Mock Prison Trial: "Stanford Prison Experiment" a gripping chamber piece based on truth

The Stanford Prison Experiment (2015)
122 min., rated R.

A gripping, chillingly provocative study in dehumanization and the abuse of authority, "The Stanford Prison Experiment" is a docudrama of an actual experiment. On August 14, 1971, Stanford University psychology professor Dr. Philip Zimbardo (Billy Crudup) and his research team began a study, funded by the U.S. Office of Naval Research, on the cause and effect between prison guards and inmates. They hired twenty-four college students for $15 a day and selected them to play either prisoners or guards in a simulated prison environment in the Stanford psychology building's basement for a two-week period. The guards quickly adapted to their roles, remaining in character with sunglasses on and abusing their power, and the prisoners in numbered gowns and stocking stops forced to address the guards as "Mr. Correctional Officer." Once on "the inside," 8612 (Ezra Miller) refuses to be obedient and begins to lash out at the punishment of the guards, who make it their duty to break the prisoners. Everything would soon escalate out of control, and the experiment was terminated early on August 20th, only lasting six days.

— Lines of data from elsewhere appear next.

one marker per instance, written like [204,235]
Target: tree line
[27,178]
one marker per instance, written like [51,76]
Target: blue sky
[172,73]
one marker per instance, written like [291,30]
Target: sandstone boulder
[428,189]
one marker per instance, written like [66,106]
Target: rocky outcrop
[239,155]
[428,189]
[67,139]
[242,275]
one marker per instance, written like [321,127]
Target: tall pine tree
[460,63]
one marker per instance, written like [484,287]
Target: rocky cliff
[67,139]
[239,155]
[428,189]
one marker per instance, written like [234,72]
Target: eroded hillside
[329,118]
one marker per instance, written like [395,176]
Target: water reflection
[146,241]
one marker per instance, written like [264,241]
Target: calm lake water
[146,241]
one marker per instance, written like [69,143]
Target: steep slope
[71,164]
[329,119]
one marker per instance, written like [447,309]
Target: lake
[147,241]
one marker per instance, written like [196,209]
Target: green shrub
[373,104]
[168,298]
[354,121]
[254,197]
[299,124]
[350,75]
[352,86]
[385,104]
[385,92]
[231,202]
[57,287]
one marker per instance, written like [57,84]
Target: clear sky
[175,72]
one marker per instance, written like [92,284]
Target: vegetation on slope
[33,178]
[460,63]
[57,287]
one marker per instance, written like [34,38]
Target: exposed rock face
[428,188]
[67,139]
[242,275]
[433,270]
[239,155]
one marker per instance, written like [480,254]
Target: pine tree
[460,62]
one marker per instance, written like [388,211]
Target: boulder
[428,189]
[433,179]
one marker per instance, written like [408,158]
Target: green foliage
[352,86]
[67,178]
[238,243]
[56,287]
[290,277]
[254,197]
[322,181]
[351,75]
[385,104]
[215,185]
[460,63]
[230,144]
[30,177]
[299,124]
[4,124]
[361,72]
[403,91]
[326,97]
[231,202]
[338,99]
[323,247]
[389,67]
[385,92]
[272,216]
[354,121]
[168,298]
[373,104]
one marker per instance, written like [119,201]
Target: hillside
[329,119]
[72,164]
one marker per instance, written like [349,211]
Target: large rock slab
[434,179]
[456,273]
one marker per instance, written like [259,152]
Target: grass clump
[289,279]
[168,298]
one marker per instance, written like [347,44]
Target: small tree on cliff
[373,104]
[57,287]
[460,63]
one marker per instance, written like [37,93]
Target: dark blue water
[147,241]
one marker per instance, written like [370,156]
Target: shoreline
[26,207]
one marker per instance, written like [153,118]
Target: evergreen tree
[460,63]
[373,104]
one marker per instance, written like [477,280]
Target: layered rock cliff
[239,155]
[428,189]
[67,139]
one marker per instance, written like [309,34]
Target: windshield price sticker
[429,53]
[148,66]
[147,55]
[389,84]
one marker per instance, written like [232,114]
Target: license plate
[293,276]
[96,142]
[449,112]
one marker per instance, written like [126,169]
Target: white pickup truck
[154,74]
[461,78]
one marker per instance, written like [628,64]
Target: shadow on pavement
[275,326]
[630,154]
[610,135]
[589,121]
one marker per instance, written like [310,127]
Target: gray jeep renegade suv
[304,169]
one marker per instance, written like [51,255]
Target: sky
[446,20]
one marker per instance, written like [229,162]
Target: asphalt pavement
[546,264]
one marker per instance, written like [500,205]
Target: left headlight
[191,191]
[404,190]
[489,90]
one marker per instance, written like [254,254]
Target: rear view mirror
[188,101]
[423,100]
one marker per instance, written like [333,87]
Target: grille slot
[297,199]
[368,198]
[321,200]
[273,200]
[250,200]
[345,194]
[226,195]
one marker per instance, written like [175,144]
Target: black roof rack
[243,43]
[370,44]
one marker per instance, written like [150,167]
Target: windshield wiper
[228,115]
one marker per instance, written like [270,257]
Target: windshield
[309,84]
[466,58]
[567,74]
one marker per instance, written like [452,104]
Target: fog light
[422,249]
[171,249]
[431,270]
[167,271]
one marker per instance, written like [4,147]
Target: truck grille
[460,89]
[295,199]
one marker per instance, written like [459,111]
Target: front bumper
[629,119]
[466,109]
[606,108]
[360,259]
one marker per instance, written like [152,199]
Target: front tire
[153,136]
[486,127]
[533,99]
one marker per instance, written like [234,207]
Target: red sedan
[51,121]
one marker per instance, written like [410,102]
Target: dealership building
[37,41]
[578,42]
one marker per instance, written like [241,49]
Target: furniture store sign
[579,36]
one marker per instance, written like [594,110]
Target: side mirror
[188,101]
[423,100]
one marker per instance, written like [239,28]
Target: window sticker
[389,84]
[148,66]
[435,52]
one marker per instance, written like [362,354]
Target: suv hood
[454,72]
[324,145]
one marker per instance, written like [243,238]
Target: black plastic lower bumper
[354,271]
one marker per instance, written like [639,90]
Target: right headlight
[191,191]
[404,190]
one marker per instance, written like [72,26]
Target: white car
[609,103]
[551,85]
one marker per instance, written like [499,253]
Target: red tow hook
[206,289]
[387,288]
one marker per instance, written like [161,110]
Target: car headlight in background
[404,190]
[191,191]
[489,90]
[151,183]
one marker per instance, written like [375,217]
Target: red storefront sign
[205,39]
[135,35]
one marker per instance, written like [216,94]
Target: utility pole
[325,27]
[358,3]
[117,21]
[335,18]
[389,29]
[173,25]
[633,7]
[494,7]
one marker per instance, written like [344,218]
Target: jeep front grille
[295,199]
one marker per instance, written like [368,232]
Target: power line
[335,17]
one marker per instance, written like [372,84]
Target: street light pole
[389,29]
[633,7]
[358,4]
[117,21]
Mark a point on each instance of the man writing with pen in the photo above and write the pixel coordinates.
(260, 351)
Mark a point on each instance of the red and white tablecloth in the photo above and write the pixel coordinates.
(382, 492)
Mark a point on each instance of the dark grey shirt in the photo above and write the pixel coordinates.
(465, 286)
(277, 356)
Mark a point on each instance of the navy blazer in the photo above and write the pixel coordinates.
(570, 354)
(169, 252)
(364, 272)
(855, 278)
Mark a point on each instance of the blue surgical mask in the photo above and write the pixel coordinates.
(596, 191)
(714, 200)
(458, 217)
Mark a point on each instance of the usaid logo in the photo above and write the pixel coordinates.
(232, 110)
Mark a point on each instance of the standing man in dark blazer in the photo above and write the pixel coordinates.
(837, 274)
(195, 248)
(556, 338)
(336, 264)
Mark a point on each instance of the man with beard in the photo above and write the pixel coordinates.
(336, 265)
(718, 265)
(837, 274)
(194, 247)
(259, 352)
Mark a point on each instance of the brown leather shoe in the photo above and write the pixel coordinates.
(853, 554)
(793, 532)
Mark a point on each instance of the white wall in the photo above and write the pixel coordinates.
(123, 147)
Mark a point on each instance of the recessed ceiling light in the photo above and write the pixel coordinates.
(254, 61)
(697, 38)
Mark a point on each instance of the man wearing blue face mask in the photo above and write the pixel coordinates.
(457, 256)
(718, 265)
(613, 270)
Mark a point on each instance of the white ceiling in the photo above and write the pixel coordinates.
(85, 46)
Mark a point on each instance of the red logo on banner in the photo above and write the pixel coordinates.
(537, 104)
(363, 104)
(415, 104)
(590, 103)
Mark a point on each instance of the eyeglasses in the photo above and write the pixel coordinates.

Director Kyle Patrick Alvarez (2013's "C.O.G.") and screenwriter Tim Talbott bring a documentary-like approach to the real-life experiment. The tone is straight. The scope is contained and claustrophobic as it should be. The characters on the prisoner side are more well-drawn than those playing the guards, although there are little nuances all around. In the tradition of 1992's "School Ties" and 1996's "White Squall," there is a dynamite who's-who ensemble of young rising male actors from this generation, many of whom have acted together before, with the major standouts being Ezra Miller ("The Perks of Being a Wallflower") as Daniel Culp/Prisoner 8612, the first inmate to be placed in the "the hole" (a closet) and to grow hysterical and rebellious; Tye Sheridan ("Mud"), as Peter/Prisoner 819; and Michael Angarano, as Christopher Archer, who assumed the role of an evil guard with a drawl he modeled after Strother Martin in "Cool Hand Luke." With their smoking and sporting of '70s haircuts and facial hair, other familiar faces fill out the roles of guards and prisoners, including Nicholas Braun ("Date and Switch"), Keir Gilchrist ("It Follows"), Moises Arias ("The Kings of Summer"), James Frecheville ("Animal Kingdom"), Thomas Mann ("Me and Earl and the Dying Girl"), Johnny Simmons ("The To Do List"), Logan Miller ("+1"), and Jack Kilmer ("Palto Alto"). There isn't a weak link among them. Billy Crudup is strong, putting himself into the shoes of Dr. Philip Zimbardo who stopped seeing his hired subjects as human beings, and the lone female in the cast, Olivia Thirlby, does what is required of her as Zimbardo's future wife Dr. Christina Maslach, who demanded he stop the experiment.

Building a pall of visceral unease from the perspective of the prisoners, director Alvarez allows the depths of human depravity to unfold as a chamber piece for two hours. The film isn't that interested in who these boys are outside of the experiment, but that's not really its intent, either. Seeing how both the boys playing the prisoners and the guards change and what they take away from the experiment is also quite telling. On the other side, the dynamic between Zimbardo and one of his consultants, hard-ass real-life prisoner Jesse Fletcher (Nelsan Ellis), is a fascinating one. Not much more than a clinical but convincing and strongly acted dramatization of a shockingly true story, "The Stanford Prison Experiment" still effectively calls into question the methods of the experiment and the power of role-playing without pretending to answer every question it raises. What's more, it seems to adhere more to the veracity of the recorded data and memories of the real Professor Zimbardo than a phony Hollywoodization. That's most unsettling in itself.